For now, the best available treatments for stimulant use disorders are behavioral interventions. Contingency management, which uses motivational incentives and tangible rewards to help a person attain their treatment goals, is the most effective therapy, particularly when used in conjunction with a community reinforcement approach. Despite its effectiveness for treating both methamphetamine and cocaine use disorders, contingency management is not widely used, stemming in part from a policy limiting the monetary value of incentives allowable as part of treatment.
Currently, there are no approved medications for the treatment of stimulant use disorders, but hopefully that will change in the not-too-distant future. Multiple NIDA-funded research teams have been hard at work, in some cases for many years already, testing new medication targets as well as immunotherapies for methamphetamine addiction, such as vaccines.
Linda Dwoskin, a NIDA-funded researcher at the University of Kentucky College of Pharmacy, is developing compounds that will alter the function of molecules called vesicular monoamine transporters that affect how neurons recycle dopamine and that are targets for methamphetamine’s activity, in order to reduce craving and relapse in people addicted to the drug. (Her two-decade quest to develop a medication for methamphetamine addiction is chronicled in a multi-part series in NIDA Notes—the most recent installment is here.)
Apart from medications, another novel approach being tested to treat several substance use disorders is compounds that recruit the body’s own immune system against specific types of drugs, or the direct delivery of antibodies to neutralize a drug’s effects. A team at the University of Arkansas for Medical Sciences and the biotech company InterveXion Therapeutics is currently conducting Phase 2 trials of a monoclonal antibody capable of holding methamphetamine in the bloodstream and disabling its entry into the brain. (A recent NIDA Notes series also details this research program.)

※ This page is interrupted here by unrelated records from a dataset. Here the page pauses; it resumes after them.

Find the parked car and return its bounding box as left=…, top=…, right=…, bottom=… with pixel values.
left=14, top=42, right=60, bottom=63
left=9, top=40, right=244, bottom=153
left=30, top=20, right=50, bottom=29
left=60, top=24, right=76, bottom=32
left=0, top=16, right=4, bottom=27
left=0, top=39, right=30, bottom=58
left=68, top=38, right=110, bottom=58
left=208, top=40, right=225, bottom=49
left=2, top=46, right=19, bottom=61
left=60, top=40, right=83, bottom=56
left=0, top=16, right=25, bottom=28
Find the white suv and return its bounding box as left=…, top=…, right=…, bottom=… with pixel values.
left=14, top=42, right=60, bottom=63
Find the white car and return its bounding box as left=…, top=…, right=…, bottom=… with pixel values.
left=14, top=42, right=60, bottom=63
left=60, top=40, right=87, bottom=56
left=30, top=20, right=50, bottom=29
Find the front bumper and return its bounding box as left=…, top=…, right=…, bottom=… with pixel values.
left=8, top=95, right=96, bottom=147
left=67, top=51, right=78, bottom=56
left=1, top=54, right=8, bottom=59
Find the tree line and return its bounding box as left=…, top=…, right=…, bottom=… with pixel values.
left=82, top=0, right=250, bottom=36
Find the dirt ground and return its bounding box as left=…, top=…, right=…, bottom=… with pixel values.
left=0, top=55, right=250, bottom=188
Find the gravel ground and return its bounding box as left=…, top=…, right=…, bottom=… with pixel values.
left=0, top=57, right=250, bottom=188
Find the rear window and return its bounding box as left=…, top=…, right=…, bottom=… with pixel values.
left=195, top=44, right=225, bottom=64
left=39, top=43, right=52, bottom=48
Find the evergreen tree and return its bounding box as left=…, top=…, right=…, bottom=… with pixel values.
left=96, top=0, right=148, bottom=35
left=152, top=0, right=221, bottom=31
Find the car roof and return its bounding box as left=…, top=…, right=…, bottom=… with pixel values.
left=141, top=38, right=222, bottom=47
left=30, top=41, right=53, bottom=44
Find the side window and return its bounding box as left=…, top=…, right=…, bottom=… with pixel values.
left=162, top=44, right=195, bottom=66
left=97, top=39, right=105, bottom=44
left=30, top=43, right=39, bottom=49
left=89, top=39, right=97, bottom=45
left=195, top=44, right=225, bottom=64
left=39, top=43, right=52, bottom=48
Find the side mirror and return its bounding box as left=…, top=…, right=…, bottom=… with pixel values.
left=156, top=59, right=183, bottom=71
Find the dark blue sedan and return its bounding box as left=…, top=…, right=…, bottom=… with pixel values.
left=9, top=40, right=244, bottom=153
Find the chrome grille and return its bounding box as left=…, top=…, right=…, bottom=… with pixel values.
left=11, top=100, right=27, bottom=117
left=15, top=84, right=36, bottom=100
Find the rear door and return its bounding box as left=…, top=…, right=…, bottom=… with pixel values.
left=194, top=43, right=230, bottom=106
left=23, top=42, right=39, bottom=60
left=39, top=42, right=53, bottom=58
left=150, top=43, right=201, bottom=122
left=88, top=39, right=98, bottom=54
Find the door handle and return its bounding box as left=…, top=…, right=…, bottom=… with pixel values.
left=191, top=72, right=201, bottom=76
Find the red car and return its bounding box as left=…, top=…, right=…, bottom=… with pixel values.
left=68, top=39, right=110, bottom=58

Unfortunately, the COVID-19 pandemic and its associated stresses have made the need for new prevention and treatment approaches more urgent. Researchers at the Department of Health and Human Services and Millennium Health recently published in JAMA that since the beginning of the national emergency in March there has been a 23 percent increase in urine samples taken from various healthcare and clinical settings testing positive for methamphetamine nationwide, a 19 percent increase in samples testing positive for cocaine, and a 67 percent increase in samples testing positive for fentanyl. Another recent study of urine samples by researchers at Quest Diagnostics, published in Population Health Management, found significant increases in fentanyl in combination with methamphetamine and with cocaine during the pandemic.
Efforts to address stimulant use should be integrated with the initiatives already underway to address opioid addiction and opioid mortality. The complex reality of polysubstance use is already a research area that NIDA funds, but much more work is needed. The recognition that we face a drug addiction and overdose crisis, not just an opioid crisis, should guide research, prevention, and treatment efforts going forward.